The story is fascinating on many levels. There is the gut-level drama of seeing unknowing mental patients subjected to "modern" torture involving massive electroshock therapy, drug injections, and chemically-induced, month-long comas meant to destroy their memories of themselves and their families — a human catastrophe that stripped more than 300 people of their identities.

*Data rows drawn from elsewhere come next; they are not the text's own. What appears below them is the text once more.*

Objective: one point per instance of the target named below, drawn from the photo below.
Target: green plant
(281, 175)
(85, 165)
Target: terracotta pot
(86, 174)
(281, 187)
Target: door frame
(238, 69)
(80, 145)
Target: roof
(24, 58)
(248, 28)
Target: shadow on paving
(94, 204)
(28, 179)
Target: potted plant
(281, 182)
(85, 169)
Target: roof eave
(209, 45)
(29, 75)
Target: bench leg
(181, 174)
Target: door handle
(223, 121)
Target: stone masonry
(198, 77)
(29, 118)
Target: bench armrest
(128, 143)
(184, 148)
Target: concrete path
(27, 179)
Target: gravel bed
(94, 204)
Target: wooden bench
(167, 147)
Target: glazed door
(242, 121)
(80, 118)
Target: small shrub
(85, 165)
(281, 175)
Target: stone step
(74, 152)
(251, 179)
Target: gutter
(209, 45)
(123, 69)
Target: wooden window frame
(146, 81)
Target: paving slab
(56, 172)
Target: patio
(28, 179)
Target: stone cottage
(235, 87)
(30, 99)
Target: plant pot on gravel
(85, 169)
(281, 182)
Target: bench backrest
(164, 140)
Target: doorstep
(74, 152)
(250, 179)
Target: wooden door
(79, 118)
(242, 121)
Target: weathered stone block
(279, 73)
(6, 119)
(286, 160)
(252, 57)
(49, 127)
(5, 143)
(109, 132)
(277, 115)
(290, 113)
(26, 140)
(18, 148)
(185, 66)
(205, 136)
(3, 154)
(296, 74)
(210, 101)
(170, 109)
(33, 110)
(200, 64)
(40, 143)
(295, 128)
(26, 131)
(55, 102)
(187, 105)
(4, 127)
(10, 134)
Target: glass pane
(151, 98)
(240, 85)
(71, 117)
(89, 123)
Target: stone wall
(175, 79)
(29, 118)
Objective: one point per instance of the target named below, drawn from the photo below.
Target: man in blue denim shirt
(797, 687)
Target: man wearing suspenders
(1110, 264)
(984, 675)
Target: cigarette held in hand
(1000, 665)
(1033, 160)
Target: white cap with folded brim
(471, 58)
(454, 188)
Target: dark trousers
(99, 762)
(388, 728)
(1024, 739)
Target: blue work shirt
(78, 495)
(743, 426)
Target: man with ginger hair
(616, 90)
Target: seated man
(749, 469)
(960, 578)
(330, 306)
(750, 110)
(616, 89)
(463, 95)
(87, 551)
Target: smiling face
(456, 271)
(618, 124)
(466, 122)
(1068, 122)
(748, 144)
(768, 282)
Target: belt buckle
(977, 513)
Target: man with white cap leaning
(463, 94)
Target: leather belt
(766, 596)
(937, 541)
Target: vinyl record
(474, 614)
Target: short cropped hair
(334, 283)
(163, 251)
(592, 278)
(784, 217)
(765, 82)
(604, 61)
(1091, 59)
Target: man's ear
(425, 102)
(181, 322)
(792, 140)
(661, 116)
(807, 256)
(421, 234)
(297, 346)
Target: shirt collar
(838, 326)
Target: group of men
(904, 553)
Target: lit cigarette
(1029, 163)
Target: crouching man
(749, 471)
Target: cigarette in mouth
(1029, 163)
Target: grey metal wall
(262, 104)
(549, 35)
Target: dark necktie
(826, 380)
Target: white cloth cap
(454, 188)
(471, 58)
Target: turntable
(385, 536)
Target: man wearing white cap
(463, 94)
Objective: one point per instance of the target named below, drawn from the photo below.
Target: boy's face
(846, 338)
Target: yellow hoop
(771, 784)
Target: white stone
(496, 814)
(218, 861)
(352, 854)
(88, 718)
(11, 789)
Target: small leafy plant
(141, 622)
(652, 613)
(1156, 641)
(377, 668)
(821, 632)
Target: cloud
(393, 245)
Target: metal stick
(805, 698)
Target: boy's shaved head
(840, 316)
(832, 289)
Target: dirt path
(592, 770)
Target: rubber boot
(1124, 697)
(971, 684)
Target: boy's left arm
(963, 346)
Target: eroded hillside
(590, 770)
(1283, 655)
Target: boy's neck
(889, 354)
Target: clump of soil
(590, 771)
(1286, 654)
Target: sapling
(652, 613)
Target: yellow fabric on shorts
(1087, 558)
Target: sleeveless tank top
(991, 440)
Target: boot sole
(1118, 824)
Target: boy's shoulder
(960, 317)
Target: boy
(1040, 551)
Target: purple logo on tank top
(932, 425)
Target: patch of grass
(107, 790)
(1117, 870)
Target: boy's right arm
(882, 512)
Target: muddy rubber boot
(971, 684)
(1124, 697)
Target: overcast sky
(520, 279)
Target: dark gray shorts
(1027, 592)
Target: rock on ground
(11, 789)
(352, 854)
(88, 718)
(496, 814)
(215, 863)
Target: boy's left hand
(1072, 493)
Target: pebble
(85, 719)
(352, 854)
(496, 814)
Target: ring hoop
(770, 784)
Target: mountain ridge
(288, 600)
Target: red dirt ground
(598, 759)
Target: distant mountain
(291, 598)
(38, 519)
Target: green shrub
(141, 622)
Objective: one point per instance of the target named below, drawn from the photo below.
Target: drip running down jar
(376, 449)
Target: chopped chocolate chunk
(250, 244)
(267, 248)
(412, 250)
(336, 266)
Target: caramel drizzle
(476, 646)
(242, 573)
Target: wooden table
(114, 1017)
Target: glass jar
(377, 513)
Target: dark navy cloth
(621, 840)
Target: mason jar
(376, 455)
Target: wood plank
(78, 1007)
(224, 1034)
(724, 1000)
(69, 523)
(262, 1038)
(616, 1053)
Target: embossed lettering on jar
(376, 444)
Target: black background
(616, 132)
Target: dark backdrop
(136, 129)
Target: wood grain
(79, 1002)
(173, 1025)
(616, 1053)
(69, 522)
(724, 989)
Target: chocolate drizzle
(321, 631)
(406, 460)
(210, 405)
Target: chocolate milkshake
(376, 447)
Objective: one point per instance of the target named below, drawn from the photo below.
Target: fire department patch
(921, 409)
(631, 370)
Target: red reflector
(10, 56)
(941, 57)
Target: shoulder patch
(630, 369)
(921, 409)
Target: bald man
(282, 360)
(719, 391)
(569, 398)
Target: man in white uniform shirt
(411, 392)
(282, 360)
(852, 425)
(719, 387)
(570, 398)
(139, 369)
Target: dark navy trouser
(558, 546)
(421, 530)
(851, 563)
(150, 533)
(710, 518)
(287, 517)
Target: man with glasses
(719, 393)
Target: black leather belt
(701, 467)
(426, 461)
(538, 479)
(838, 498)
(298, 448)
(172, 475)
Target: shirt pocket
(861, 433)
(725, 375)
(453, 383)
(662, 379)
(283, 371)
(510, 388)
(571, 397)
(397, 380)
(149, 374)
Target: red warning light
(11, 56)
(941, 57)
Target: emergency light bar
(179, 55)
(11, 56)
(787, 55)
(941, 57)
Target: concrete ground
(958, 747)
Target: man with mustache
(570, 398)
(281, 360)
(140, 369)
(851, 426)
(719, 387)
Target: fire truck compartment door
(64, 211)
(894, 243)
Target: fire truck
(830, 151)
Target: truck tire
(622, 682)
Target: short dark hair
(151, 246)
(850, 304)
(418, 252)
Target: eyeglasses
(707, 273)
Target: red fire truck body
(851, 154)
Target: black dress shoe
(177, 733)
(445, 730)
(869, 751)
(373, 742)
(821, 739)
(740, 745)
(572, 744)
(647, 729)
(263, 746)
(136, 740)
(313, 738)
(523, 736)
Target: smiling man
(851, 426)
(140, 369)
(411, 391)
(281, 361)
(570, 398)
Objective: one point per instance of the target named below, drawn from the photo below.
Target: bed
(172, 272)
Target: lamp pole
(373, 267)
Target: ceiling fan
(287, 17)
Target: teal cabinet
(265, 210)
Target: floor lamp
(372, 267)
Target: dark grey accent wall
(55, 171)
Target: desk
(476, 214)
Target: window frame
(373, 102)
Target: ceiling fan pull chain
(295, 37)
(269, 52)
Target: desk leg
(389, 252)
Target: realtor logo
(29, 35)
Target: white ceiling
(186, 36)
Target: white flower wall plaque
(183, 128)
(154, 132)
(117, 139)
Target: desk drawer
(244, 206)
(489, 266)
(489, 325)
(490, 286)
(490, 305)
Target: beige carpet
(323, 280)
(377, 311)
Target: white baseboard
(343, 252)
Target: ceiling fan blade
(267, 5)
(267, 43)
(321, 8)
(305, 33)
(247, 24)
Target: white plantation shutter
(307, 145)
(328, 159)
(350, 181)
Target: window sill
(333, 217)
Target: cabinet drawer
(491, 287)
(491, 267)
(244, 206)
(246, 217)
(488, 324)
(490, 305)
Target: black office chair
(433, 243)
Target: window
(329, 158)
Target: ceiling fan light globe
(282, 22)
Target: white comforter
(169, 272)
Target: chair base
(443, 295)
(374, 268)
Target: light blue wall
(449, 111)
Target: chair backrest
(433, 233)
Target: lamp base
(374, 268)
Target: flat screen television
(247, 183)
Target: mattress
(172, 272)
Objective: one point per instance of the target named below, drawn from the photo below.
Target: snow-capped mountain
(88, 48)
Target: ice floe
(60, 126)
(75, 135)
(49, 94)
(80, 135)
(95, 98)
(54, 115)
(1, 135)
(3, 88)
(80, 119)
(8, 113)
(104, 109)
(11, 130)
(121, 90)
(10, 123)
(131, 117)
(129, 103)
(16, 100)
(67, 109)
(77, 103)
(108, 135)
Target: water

There's the tragedy of Ewen Cameron, a gifted and compassionate psychiatrist who somehow crossed a line and convinced himself that he had the right to destroy ill people's personalities because he, with the godlike powers he attributed to himself, would then endow them with "new" and healthy personalities. It is a story which touches the same primeval fears as the Frankenstein and Jekyll/Hyde myths.
Then there is the tawdry political drama in which both the CIA and the Canadian government — which financed Cameron's experiments after the CIA abandoned him — have refused to the present day to admit wrongdoing (although they have paid out some money). The approximately 150 surviving victims, most still in mental hospitals, have waited in vain for an apology. Series producer Bernie Zukerman has said that he hopes the miniseries will finally force Ottawa to do the right thing.
"There's a whole nest of relationships and assumptions around science and doctors that is embedded in this story," says Anne Collins, whose 1988 book In The Sleep Room inspired the miniseries.